Outro problema diz respeito aos novos graduados, que necessitam mais experiência depois de saírem da escola. Não tem a certeza se é possível fazer isso remotamente, pois sente que normalmente as empresas não contratam nesse sentido. E isso é algo que o Facebook tem feito para dar o exemplo, e dar oportunidade a novos talentos que surjam no mercado.

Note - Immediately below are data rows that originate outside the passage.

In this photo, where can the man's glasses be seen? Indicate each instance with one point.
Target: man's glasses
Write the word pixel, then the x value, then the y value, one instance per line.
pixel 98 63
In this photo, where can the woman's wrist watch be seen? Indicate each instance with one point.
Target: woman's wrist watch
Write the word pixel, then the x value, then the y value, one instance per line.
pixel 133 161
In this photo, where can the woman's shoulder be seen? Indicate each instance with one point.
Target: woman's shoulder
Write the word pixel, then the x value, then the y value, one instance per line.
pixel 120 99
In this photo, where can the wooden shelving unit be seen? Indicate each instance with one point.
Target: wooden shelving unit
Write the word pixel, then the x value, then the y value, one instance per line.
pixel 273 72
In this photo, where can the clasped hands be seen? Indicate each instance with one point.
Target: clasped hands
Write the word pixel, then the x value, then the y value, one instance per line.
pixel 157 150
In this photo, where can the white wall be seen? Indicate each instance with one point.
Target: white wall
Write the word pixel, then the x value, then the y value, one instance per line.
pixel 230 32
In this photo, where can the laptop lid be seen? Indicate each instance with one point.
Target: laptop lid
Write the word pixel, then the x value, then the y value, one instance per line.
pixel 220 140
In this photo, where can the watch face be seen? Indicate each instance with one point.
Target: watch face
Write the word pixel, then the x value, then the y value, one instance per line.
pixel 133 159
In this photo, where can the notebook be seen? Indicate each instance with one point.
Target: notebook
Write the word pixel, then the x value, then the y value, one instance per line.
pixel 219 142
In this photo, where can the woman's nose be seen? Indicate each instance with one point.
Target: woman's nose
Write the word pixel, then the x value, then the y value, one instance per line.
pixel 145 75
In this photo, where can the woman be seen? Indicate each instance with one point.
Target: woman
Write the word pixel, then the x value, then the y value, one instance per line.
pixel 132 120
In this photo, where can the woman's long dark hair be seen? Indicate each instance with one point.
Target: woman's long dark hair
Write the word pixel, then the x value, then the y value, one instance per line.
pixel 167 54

A empresa ainda não fez contas a esta mudança para o teletrabalho. Ainda não sabe se os custos foram reduzidos, mas salienta que não deve ser a principal razão para a mudança de teletrabalho. Há investimentos a fazer nas pessoas, seja um bom computador, boas ligações de internet, mas também algumas deslocações para encontrar os membros da sua equipa. Até a comida, que antes era oferecida pela empresa, encontra-se agora na sua cozinha. E por isso, é necessário pensar em diferentes formas de benefícios e incentivos neste novo cenário. São aspetos que o próprio CEO da empresa não sabe ainda responder.

Para Mark Zuckerberg não há razão para deixar de contratar. Por isso, vai contratar engenheiros de nível 5+ nos Estados Unidos e Canadá. Vai tentar contratar o máximo de engenheiros que puder. No entanto, o treino remoto está fora de questão nesta fase, sendo necessário um primeiro contacto presencialmente. A empresa vai ainda construir novos HUBs, para escalar o recrutamento em cidades onde possa haver um concentrado de engenheiros, por exemplo. Vai começar com três Hubs: Denver, Atlanta e Seattle.

Nota de redação: artigo atualizado com mais informação às 19:00.